Many are forecasting that 2018 will be the year blockchain makes it big. The technology may have started as the foundation of the digital currency Bitcoin, but this year we will see big players as well as ambitious upstarts use it to reduce costs, improve customer experiences, manage contracts, improve supply chains, manage ownership, enhance security, and much more.
At the most basic level, a blockchain is a computer file that is stored in a decentralized way, where many computers around the world keep a copy of it and ensure via very advanced cryptology that the changes to the file or transactions are legitimate.
Following the proof-of-concept with Bitcoin, many started to see the potential implications of the blockchain as an entity separate from Bitcoin. In theory, it can be used to store any sort of transactional information in a way that eliminates the need for a trusted middle-man.
The most obvious applications were in finance, where it has been said that blockchain technology can effectively replace several of the key functions of a bank, such as settling payments, fraud detection and many aspects of compliance.
Several projects with the backing of internationally recognized names are already going ahead or are in development.
Deutsche Bank, HSBC and Société Générale have announced that they are implementing blockchain projects, and Nasdaq and Citibank have said they are working together to develop a payment processing system based around blockchain.
Another name to watch in the financial sphere is Ripple, which has partnered with American Express and Santander to build a blockchain-based international payment transfer system.

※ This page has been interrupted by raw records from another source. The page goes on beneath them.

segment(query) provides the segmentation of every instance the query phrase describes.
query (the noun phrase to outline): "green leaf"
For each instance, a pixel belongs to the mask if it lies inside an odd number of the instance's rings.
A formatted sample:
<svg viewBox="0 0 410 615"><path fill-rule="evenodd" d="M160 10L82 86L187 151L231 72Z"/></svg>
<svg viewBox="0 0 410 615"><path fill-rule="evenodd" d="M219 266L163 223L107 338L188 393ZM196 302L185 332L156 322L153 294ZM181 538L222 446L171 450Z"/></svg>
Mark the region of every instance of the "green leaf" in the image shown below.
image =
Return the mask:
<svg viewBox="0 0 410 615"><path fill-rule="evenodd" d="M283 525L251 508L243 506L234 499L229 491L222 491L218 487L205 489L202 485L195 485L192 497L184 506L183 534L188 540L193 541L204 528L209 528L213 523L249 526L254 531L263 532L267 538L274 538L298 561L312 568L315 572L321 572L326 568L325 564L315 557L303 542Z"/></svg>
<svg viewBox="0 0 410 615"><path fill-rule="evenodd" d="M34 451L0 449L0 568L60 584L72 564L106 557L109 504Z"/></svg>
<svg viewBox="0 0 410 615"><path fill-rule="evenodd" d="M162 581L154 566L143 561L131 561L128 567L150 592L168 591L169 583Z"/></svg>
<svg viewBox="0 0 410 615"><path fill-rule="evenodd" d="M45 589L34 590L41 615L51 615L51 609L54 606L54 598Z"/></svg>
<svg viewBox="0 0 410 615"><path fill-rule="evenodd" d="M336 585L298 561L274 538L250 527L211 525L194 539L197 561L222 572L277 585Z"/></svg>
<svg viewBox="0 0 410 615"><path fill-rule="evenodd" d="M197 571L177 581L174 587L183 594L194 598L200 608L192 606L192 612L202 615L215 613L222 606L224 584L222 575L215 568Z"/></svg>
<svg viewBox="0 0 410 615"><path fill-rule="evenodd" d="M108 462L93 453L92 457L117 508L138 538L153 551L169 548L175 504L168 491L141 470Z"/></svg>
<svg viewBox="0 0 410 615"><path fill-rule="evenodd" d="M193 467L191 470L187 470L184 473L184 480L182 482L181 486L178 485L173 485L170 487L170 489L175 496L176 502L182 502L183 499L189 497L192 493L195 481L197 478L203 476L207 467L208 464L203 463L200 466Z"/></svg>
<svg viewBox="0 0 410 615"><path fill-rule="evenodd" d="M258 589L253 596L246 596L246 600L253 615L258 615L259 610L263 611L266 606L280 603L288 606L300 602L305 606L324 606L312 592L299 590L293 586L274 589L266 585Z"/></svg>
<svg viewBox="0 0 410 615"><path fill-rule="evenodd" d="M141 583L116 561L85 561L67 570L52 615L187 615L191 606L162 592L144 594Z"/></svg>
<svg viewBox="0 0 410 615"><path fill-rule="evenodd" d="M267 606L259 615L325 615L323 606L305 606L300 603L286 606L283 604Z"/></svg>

With the current international financial system involving trillions of dollars being transferred through often antiquated systems, incurring expense and security risk, it’s clear that a trustless and distributed system like blockchain could be highly transformational. According to analysts at Accenture, blockchain related initiatives have the potential to create efficiencies in large banks worth between $8 and $12 billion annually.
This year, however, it seems likely that attention may switch to uptake of the technology outside of the financial sector:
- Retail giant Walmart is already using blockchain in its Food Safety Collaboration Centre in Beijing to track farm origination details, batch numbers, factory and processing data, expiration dates, storage temperature and shipping details for pork.
- Governments like Dubai and Estonia are using blockchain technology to process and protect citizen data including registry, health, judicial and legislative information in a public ledger.
- In recruitment, a blockchain-based CV verification and matching service has been launched, which claims it will drastically cut the time taken by employers to check candidates’ qualifications and experience.
- Another startup, Viant, has developed a platform using a distributed ledger to track whether fish stocks are being managed in a sustainable way.
- Everledger use blockchain technology to track the provenance of diamonds, helping buyers to avoid fraud and the risk of acquiring conflict diamonds.
- And photographic technology company Kodak has announced that it is creating a blockchain-driven record keeping tool to track ownership and copyright for photographers.
Should blockchain be part of your business’s future? Whether it is right for you will probably depend on your answer to these questions:
- Can you use it to reduce costs and drive efficiencies?
If you rely on centralized, cumbersome or antiquated supply chain, inventory and ledger-management platforms, it’s likely you are wasting time and money – problems that blockchain technology may help you solve. Certainly banks have been so keen on it because of its potential for automating and securing middle-man functions such as settling payments and monitoring for fraudulent activity.
- Does your business face challenges around record keeping and deploying robust reporting and recording of transactions?
These are problems which blockchain solutions are specifically designed to solve. The immutability of the record has many potential implications for improving compliance procedures. Additionally the encrypted and distributed nature of the blockchain as a data storage medium can, if deployed properly, fill requirements for top-level security.
- Will driving efficiencies in these systems fit with your business objectives and help towards hitting KPI targets?
Adopting new technology simply because it’s new and without a clear strategy for putting it to work is often a cause of wasted time and money. If you can see (and demonstrate) that blockchain’s properties solve a particular problem or fill a particular need, then it’s a sign you should investigate more deeply.
- Are there security issues around who has access to data stored by your organization, and who has the right to edit or amend records you hold?
With blockchain, the use of public and private keys means that only those with permission can get access or make changes to data, and the lack of central control means no one can simply delete everything. When there are conditions such as a certain amount of time passing, or a number of votes being cast, before data can be released or changed, then this can be hard-coded and encrypted into the chain (a process known as creating a smart contract). If you need to restrict access to sensitive information, then blockchain makes it possible to do so for the first time without using a trusted guardian or gatekeeper.
Despite the amount of hype it has generated, blockchain is still an emerging technology and like all emerging technology it is often a little rough around the edges. When adopting technology at this stage, there’s often a low ratio of successes – those who use the tech to drive positive growth – to failures – those who don’t. But for those who do manage to get their approach right, the rewards are likely to make it all worthwhile.